1月に限れば、インフレの加速と消費の減速で「プチ・スタグフレーション状態」に陥っている。個人消費の予想外の落ち込みを受けて、バンク・オブ・アメリカが1~3月期の米GDP成長率を2.3%から2.0%へ、バークレイズも2.5%から2.3%へと引き下げるなど、主要金融機関は軒並み成長見通しを下方修正した。2.6%だった昨年10~12月期の米GDP成長率についても下方修正が確実視される情勢である。

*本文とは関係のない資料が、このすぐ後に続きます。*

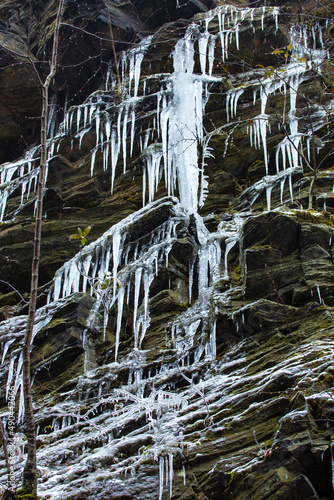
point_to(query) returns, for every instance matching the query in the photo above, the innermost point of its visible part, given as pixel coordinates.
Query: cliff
(186, 350)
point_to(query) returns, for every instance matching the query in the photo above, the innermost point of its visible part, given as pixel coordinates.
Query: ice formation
(126, 264)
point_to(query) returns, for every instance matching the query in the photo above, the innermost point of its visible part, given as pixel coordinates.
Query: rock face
(185, 351)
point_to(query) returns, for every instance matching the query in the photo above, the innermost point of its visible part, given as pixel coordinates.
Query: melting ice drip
(287, 79)
(135, 264)
(13, 175)
(12, 331)
(178, 120)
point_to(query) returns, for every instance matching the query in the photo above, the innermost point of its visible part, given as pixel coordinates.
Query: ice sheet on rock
(86, 271)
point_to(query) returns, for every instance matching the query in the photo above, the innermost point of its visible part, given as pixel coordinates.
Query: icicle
(138, 274)
(161, 476)
(268, 195)
(120, 303)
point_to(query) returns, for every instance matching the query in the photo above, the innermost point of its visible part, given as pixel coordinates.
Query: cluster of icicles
(170, 145)
(170, 151)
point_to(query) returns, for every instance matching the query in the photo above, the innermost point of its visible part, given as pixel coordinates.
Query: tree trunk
(30, 469)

金融市場ではインフレ懸念の台頭をきっかけに金利が上昇し、株価が急落した、と多くのメディアでは報じられている。しかし、ウォール街の専門家が懸念しているのはインフレだけではなく、米貿易赤字の拡大を背景とした貿易戦争の深刻化であり、米財政赤字の拡大による米デフォルトリスクの上昇とそこから派生する金利の上昇にある。さらに「家計の赤字」の膨張という第3の赤字に対する懸念も広がっており、もはや「貯蓄よりも消費を楽しむ時代」は終わりに近づきつつある印象さえ受ける。

昨年末に減税法案が成立したこともあり、年初は「バラ色」と思われた2018年の米経済見通しであるが、株価の調整とともに雲行きが怪しくなりはじめている。(NY在住ジャーナリスト スーザン・グリーン)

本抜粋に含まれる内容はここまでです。